COMMENTARY

Trump’s plan to disappear millions

I don’t want to sound paranoid, but…

By Lucian K. Truscott IV

Columnist

Published February 20, 2024 9:00AM (EST)

Former President Donald Trump pauses for cheers from the crowd before speaking as the keynote speaker at the 56th Annual Silver Elephant Dinner hosted by the South Carolina Republican Party on August 5, 2023 in Columbia, South Carolina. (Melissa Sue Gerrits/Getty Images)
Former President Donald Trump pauses for cheers from the crowd before speaking as the keynote speaker at the 56th Annual Silver Elephant Dinner hosted by the South Carolina Republican Party on August 5, 2023 in Columbia, South Carolina. (Melissa Sue Gerrits/Getty Images)

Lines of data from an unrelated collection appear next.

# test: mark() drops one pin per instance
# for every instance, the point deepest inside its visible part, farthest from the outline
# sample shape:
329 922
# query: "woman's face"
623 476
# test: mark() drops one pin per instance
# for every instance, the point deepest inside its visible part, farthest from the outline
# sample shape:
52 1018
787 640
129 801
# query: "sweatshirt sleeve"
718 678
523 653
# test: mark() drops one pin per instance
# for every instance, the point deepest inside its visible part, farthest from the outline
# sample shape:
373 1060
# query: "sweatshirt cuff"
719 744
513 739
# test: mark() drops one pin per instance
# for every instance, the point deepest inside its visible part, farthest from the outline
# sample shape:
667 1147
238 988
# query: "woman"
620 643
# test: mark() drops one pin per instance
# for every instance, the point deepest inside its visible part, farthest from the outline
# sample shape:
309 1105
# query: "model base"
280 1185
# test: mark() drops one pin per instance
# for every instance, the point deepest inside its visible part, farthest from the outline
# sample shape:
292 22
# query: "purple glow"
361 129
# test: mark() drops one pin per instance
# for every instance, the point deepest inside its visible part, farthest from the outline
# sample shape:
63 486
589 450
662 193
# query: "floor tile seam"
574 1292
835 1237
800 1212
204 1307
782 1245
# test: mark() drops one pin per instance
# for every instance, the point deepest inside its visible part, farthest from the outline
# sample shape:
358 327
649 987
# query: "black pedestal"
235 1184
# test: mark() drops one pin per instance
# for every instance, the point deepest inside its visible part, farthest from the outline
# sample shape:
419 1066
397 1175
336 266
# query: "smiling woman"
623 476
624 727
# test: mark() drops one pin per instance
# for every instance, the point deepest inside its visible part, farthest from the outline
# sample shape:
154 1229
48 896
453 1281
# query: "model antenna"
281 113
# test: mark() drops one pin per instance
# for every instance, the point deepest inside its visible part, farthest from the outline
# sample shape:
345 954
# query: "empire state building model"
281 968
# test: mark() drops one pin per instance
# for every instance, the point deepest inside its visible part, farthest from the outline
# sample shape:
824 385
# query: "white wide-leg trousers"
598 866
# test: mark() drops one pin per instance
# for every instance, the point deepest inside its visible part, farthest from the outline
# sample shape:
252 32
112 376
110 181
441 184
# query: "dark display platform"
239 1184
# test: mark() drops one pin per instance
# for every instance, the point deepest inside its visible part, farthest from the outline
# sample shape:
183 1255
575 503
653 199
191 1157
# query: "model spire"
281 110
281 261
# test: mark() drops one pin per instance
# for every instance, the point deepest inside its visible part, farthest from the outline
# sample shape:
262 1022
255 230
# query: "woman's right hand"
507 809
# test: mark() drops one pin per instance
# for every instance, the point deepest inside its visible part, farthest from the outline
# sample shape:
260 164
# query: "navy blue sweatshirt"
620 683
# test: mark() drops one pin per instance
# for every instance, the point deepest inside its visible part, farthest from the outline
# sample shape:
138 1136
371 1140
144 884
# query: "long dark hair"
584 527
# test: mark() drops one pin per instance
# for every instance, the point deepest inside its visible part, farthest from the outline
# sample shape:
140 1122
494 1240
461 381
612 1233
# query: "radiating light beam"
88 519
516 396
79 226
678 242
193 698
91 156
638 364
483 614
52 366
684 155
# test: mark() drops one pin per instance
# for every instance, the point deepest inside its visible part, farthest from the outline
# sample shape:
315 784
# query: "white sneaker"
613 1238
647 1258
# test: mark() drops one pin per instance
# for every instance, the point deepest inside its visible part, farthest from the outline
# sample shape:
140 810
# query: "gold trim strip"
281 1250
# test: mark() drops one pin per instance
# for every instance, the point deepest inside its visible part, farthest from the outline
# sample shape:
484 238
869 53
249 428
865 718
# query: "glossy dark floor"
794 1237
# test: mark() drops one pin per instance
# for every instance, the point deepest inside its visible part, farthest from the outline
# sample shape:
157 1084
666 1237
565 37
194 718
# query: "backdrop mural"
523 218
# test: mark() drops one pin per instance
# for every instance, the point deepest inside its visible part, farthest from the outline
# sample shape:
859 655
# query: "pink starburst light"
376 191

What do you think would happen if one day you looked out your window and saw a box truck pull up and park outside your house, and a bunch of armed men wearing windbreakers got out and knocked on your door and presented you with a piece of paper and then put you in the truck and took you away?  Or worse still, they put you and your entire family in the back of the truck and took all of you away?

Do you think any of your neighbors would come out of their houses and ask the men with the truck what’s going on, who are they, and why are they taking you and your family away?  Would anyone on your block call the police? 

If someone called the police and they bothered to show up – the likelihood of which is another issue entirely, of course – what do you think they would do?  Would the police step in and interfere with the men bundling you and your family into the back of the truck?  Would they ask to see the authority by which the men in the truck are acting?  Would the police demand to know where you are being taken or with whom they can get in touch to confirm your whereabouts and legal status?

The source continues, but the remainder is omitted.